Unfortunately, I just learned an important lesson, but also a new piece of strategy I have never considered using. Of course, I wish I had not learned this lesson when a $150 pot was involved, but better late than never. I have not seen this strategy explained anywhere else, so for lack of a better term I will call this the Half Bet. When I find out what the formal term is I will have this revised. Please let me know if you are familiar with it. I would call it a Semi-Bluff, but he was not trying to convince me to fold. He was simply trying to improve his odds.
First, let me say I like to think of myself as a strong player, but not a pro. I have been winning consistently now for a long while. Sometimes this makes me a bit cocky and I tend to play the game too fast. By this I mean I make decisions without thinking about them because they seem logical at the time. Then later, when I look back, I wonder what the heck I was thinking. It is important, especially when expensive decisions are involved, to make the correct choice. The pros take their time and weigh the options every time they make an important decision; we should too.
I like to have control of the betting, especially when I believe I have the best hand. In a $1/$2 no-limit game a little while ago, against some very loose players, I was holding King/Ten of Hearts. I was in last position and raised four times the big blind ($8) pre-flop. I knew two players would call, they called every raise made. I was hoping to scare everyone besides these two players out, and I did. The pot was $27.
With the three of us left in the hand, and me last to bet, the Flop was:
King of Spades
Four of Hearts
Ten of Spades
This gave me two pair, but left a couple of scary options on the board. If either had Jack/Queen they had a good Outside Straight draw. If either had two Spades, they had a good flush draw. My job at this point is to make it unprofitable for them to call believing I have the best hand. Both players check to me and I bet about 75% of the pot ($20). Normally I would bet somewhere around 60%. That is enough to scare a good player with these types of draws out, but I knew I had to bet more against these guys. I managed to scare one out, but the other called the bet. The pot now had $67.

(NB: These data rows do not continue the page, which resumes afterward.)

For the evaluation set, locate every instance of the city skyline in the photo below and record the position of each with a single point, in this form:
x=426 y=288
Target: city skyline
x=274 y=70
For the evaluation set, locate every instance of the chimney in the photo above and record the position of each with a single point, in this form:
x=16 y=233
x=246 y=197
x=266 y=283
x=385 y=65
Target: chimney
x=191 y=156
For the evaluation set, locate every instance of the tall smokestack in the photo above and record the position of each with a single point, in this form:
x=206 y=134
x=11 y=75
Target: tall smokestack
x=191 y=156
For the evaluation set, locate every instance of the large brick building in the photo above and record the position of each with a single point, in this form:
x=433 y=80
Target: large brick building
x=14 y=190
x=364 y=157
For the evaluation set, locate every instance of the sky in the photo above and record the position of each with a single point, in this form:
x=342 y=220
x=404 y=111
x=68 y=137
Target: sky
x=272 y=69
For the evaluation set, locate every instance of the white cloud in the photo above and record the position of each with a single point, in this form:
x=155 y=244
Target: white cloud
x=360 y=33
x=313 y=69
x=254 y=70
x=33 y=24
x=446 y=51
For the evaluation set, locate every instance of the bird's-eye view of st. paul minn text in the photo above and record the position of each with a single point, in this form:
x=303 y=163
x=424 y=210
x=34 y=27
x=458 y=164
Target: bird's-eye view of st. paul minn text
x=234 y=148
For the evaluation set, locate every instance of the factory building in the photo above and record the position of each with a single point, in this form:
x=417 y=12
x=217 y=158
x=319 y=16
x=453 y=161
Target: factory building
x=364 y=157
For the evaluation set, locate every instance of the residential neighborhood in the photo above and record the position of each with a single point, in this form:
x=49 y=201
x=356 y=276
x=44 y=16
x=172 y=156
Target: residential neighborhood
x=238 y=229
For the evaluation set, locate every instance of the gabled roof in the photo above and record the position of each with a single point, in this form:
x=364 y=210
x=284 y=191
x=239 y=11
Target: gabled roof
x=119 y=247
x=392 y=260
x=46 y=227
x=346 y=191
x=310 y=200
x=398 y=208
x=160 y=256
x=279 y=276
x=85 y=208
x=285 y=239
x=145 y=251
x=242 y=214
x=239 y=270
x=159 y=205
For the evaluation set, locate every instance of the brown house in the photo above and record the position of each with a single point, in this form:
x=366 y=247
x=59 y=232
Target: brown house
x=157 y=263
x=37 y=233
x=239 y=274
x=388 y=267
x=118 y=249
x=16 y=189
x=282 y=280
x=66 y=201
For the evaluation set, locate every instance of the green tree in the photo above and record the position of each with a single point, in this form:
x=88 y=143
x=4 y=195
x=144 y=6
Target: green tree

The turn was an Eight of Hearts.
No help to me, though it did give me a flush draw, and I assume no help to him. Here is where he made the Half-Bet which may have cost me the hand. To take away his odds of getting the Flush or Straight I would have to bet almost 50% of the pot, or about $33. My goal here is not to stop this guy from making his hand on the River. I want him to call if I bet correctly. He has about a one-in-five chance of making his hand on the last card so for every five people who call this bet, I will win four times and make a hefty profit. If he folds I am also happy. I win either way.
I was a little surprised when he bet into me with a $10 Half-Bet and I quickly called without thinking. The guy was loose, but smart. He knew if he checked to me he was going to get a bet he could not reasonably call. The right thing for me to do after his $10 Half Bet, believing I still had the best hand, would have been to come back at him with a $40 bet trying to convince him to fold. His bet into me of $10 confused me and gave him the chance to draw his Flush or Straight at a discount.
Guess what the River was?
Two of Spades
I knew as soon as he made the bet that I lost and had to call it. He did not make it big enough that I could fold at that point. I called his $20 bet and lost to the Spade Flush.
This Half-Bet is a technique to watch out for when someone uses it against you. Don’t let it change your betting strategy. It is also a trick you might consider using when you have a flush or straight draw. Make sure your Half-Bet:
- Is large enough to project strength;
- Gives you the correct odds for making your hand;
- Is made when the pot is large enough to take a shot at.